Weakness reference
CWE-186

Overly Restrictive Regular Expression

This weakness occurs when a regular expression is written so strictly that it rejects legitimate input that should be accepted. While the intent is often to…

01Summary

This weakness occurs when a regular expression is written so strictly that it rejects legitimate input that should be accepted. While the intent is often to improve security by filtering dangerous patterns, an overly restrictive regex can break legitimate functionality, frustrate users, and pressure developers or users to bypass the validation entirely—often in unsafe ways.

02How It Happens

Regular expressions are commonly used to validate user input: email addresses, usernames, phone numbers, URLs, and file names. When a developer writes a regex that is too narrow—perhaps based on incomplete understanding of valid formats, or an attempt to be "extra safe"—it blocks valid data. Users then either cannot complete their tasks, or they find workarounds (like entering data in a different format, or disabling validation) that may introduce actual security gaps. The weakness is not that the regex itself is exploitable, but that its overly strict behavior creates a denial-of-service condition or incentivizes insecure alternatives.

03Real-World Impact

The practical consequences range from user frustration to security degradation. A site that rejects valid email addresses or international characters may lock out legitimate users. Developers who encounter such restrictions may disable validation altogether, remove the regex check, or implement a less secure alternative. In some cases, users may be forced to enter data in non-standard formats that are harder to process correctly downstream, increasing the risk of injection or parsing errors.

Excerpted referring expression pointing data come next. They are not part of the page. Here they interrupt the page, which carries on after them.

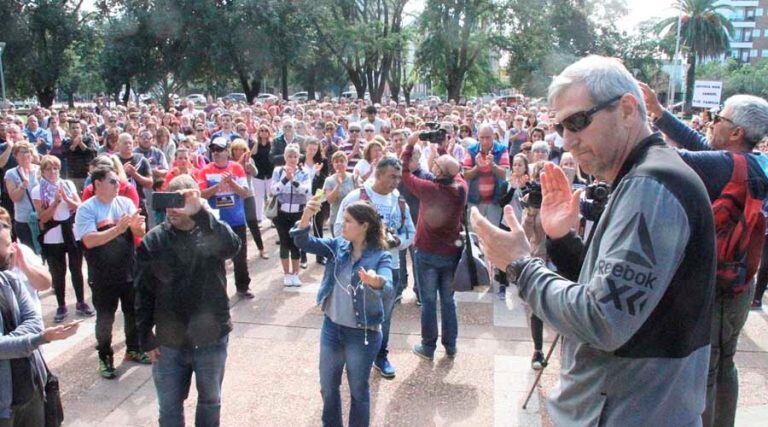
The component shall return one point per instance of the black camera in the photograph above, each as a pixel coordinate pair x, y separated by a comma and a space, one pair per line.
596, 197
533, 192
392, 240
435, 135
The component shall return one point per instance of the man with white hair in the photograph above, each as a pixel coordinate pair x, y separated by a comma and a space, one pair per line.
635, 308
737, 129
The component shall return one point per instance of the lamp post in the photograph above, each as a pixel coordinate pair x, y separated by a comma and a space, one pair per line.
2, 77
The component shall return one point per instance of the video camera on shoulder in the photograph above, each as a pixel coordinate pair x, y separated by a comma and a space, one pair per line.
435, 135
533, 192
596, 197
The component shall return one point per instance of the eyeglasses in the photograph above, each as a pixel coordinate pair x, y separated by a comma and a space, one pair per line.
579, 121
717, 118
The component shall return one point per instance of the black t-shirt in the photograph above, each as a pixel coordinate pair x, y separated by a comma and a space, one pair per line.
22, 381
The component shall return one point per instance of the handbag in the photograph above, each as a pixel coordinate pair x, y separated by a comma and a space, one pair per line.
54, 412
273, 206
471, 270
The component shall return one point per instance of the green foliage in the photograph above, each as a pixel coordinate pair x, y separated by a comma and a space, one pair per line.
455, 44
704, 33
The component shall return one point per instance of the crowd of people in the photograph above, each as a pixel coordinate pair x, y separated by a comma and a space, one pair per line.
387, 182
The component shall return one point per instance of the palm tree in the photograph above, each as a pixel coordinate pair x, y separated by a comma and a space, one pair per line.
704, 33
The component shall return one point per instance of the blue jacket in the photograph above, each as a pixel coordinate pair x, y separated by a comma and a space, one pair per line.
22, 342
714, 167
369, 310
499, 150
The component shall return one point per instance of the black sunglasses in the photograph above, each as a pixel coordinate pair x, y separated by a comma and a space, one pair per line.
717, 118
579, 121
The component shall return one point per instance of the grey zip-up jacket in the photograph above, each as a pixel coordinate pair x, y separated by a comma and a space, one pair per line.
636, 324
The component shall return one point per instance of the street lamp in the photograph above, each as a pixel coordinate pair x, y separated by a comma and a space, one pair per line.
2, 77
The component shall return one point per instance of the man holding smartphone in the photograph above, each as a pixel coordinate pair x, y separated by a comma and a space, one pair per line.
181, 292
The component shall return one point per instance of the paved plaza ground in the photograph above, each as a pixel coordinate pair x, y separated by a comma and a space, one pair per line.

04Vulnerable & Fixed Patterns

Vulnerable pattern
import re

def validate_username(username):
    # Regex is too restrictive: only allows 5-8 lowercase letters
    pattern = r'^[a-z]{5,8}$'
    if re.match(pattern, username):
        return True
    return False

# Rejects valid usernames like "alice_2024", "Bob", or "user-name"

Why it's vulnerable:
The regex rejects legitimate usernames that contain numbers, underscores, hyphens, or uppercase letters. Users may then bypass the validation or use insecure workarounds.

Fixed pattern
import re

def validate_username(username):
    # Allows alphanumeric, underscore, hyphen; 3-32 characters
    # Based on common username standards
    pattern = r'^[a-zA-Z0-9_-]{3,32}$'
    if re.match(pattern, username):
        return True
    return False

# Accepts "alice_2024", "Bob", "user-name", etc.
Vulnerable pattern
<?php
function validate_email($email) {
    // Overly restrictive: rejects many valid email formats
    $pattern = '/^[a-z]+@[a-z]+\.[a-z]{2,3}$/';
    if (preg_match($pattern, $email)) {
        return true;
    }
    return false;
}

// Rejects "user+tag@example.co.uk", "User@Example.COM", etc.
?>

Why it's vulnerable:
The regex rejects valid emails with uppercase letters, plus signs, multiple domain levels, or numeric characters. Users with such addresses cannot register or log in.

Fixed pattern
<?php
function validate_email($email) {
    // Use PHP's built-in filter, which handles RFC 5322 correctly
    if (filter_var($email, FILTER_VALIDATE_EMAIL)) {
        return true;
    }
    return false;
}

// Accepts standard email formats per RFC 5322
?>

05Prevention Checklist

Test your regex against real-world valid input
before deployment. Include international characters, numbers, special characters, and edge cases (e.g., emails with plus signs, usernames with underscores).
Use built-in validation functions
where available (e.g., filter_var() in PHP, email-validator libraries in Python) rather than writing custom regexes for common formats.
Document the regex intent and constraints
in code comments, and review it with a colleague to catch overly narrow patterns.
Provide clear error messages
that explain what format is accepted, so users understand why their input was rejected and can adjust accordingly.
Prefer allowlisting over denylisting
, but ensure your allowlist is based on actual standards (RFC 5322 for email, etc.), not assumptions.
Monitor user feedback and failed validation logs
for patterns of legitimate rejections, and adjust the regex if needed.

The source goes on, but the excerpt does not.